Face aux menaces nucléaires qui viennent de Moscou, les Européens semblent inquiets, et cela se voit dans les pharmacies. En France, mais également en Belgique ou en Allemagne, des officines constatent une forte demande de pastilles d'iode pour se protéger d'un éventuel risque d'exposition à la radioactivité. Une initiative pourtant inutile aujourd'hui, selon les autorités.

Utile en cas d'émissions radioactives

Le but des pastilles d'iode? Protéger la thyroïde en cas d'émissions radioactives. Prendre un comprimé d’iode stable permet d'empêcher d'absorber de l’iode radioactif qui pourrait être rejeté dans l’environnement en cas d’accident nucléaire. L'IRSN (Institut de radioprotection et de sûreté nucléaire) l'explique:

"La thyroïde va absorber l’iode stable jusqu’à saturation, et ne pourra donc plus incorporer l’iode radioactif qui serait éventuellement respiré ou ingéré", ce qui réduit les risques de développer un cancer.

Après l'escalade en Ukraine, les menaces de Vladimir Poutine, et notamment les tirs russes sur la plus grande centrale nucléaire d'Europe, des habitants préfèrent prendre de l'avance. France 3 rapporte par exemple qu'en Allemagne, dans la région de Stuttgart, de nombreux habitants se sont rués dans leur pharmacie pour acheter des pastilles d'iodes.

"On ne sait pas comment cette crise va évoluer"

Même constat en Belgique, où sur la seule matinée de jeudi dernier, les officines du pays ont écoulé plus de 56.000 boîtes de dix pastilles d'iode, selon le porte-parole de l'Association pharmaceutique belge (APB).

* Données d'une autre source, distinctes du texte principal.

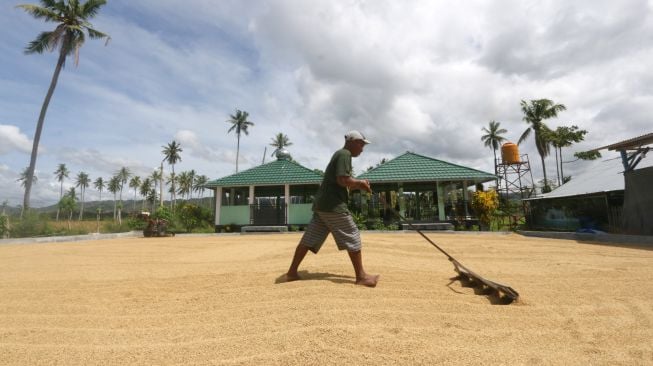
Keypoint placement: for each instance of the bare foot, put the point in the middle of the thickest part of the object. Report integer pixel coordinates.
(290, 278)
(368, 280)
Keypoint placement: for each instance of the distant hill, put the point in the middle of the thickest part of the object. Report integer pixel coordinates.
(90, 207)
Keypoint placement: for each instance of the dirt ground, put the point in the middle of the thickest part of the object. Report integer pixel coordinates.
(219, 300)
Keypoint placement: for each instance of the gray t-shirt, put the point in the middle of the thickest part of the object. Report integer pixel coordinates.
(332, 197)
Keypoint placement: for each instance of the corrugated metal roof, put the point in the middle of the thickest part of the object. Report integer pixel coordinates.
(277, 172)
(599, 176)
(633, 143)
(411, 167)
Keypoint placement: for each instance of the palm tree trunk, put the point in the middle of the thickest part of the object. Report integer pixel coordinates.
(562, 174)
(558, 165)
(494, 151)
(39, 128)
(81, 209)
(546, 181)
(60, 196)
(237, 152)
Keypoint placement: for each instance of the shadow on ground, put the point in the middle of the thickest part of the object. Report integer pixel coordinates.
(318, 276)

Dans le pays, une boite par famille est distribuée gratuitement depuis 2018. Une mesure qui sert surtout à rassurer la population qui pourrait être inquiète de la vétusté des centrales nucléaires en Belgique. Mais depuis quelques jours, les gens s'inquiètent:

"J'ai lu dans le journal que les gens voulaient stocker (des pastilles d'iode), c'est pour ça que je suis venu. On ne sait pas comment cette crise va évoluer", a expliqué à l'Agence France-Presse (AFP) Georgios Procodius, 45 ans, disant vouloir se protéger "en cas d'attaque nucléaire".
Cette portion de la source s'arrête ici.